Sénégal: Endeuillée par la perte de ses fils, Ndiagne réclame des solutions à l'émigration irrégulière

Louga — Avec son lot de morts, l'émigration irrégulière continue de plonger des familles dans le deuil et la tristesse à Ndiagne, une commune du département de Louga (nord) où les familles éplorées réclament des solutions à ce phénomène.

Les habitants de Ndiagne pleurent leurs fils. Modou Diaw et Baye Mame Gor figurent parmi les centaines de personnes qui ont perdu la vie en tentant de rejoindre les îles Canaries, en Espagne. Les deux frères ont péri dans le chavirement d'une pirogue de migrants au large des côtes de Saint-Louis, dans le Nord du Sénégal. La fin tragique de rêves d'une vie meilleure pour les victimes et la souffrance encore vive de toute une famille.

Encore marquée par la perte de ses deux frères, Amy Diaw demeure inconsolable. Les larmes aux yeux, elle dit être encore "profondément choquée et attristée".
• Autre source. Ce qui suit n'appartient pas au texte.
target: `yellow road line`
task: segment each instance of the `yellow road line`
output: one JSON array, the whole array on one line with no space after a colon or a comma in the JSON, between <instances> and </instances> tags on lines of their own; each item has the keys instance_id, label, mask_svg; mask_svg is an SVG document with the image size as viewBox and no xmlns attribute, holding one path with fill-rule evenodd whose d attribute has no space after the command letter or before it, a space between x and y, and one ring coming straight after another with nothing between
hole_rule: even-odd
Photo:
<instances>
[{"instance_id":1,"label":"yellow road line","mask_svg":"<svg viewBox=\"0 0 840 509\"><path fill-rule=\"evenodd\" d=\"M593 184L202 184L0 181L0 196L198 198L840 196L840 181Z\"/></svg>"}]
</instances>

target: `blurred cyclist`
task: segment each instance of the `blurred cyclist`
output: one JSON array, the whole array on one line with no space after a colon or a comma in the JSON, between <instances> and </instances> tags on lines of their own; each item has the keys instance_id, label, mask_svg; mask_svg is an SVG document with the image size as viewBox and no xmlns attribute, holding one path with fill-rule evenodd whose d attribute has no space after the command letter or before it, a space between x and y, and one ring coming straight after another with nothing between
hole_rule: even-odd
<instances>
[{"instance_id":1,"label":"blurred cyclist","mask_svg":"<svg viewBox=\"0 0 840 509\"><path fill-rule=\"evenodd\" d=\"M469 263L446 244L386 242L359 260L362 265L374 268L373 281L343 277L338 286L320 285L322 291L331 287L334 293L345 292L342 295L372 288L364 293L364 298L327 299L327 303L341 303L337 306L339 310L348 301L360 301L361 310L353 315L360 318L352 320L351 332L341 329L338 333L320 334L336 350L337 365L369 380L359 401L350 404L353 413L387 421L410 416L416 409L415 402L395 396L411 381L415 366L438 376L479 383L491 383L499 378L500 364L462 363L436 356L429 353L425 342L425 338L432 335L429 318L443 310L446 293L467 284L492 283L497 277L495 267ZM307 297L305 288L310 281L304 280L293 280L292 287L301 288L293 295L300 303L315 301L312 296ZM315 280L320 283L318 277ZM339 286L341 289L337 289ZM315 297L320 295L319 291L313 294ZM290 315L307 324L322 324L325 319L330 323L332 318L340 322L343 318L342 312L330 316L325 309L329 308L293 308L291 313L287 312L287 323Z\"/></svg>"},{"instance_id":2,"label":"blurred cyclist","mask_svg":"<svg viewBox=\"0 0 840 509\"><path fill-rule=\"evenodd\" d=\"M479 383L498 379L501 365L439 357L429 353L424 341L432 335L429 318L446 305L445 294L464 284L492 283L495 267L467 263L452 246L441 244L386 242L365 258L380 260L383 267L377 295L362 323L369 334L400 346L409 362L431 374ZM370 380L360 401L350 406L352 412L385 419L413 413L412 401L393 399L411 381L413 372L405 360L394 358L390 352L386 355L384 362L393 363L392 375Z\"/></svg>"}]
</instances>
La soeur ainée des deux victimes estime qu'ils ne pouvaient pas échapper à leur destin, mais reste convaincue qu'ils n'auraient pas voyagé en mer s'ils disposaient au Sénégal d'emplois décents leur permettant de subvenir à leurs besoins et ceux de la famille.

Elle appelle "l'Etat à investir davantage dans la lutte contre le chômage des jeunes", car "le plus important est qu'il soutienne nos jeunes, pour qu'ils puissent avoir un emploi décent".

Amy Diaw n'est pas d'accord avec ceux qui pensent que le chômage n'est pas une raison suffisante pour se lancer dans une aventure aussi risqué que de prendre la pirogue pour rejoindre l'Europe. Elle dit être convaincue que "la seule chose qui pousse les jeunes à se lancer dans cette aventure périlleuse est qu'ils veulent juste travailler, réussir et aider leurs parents".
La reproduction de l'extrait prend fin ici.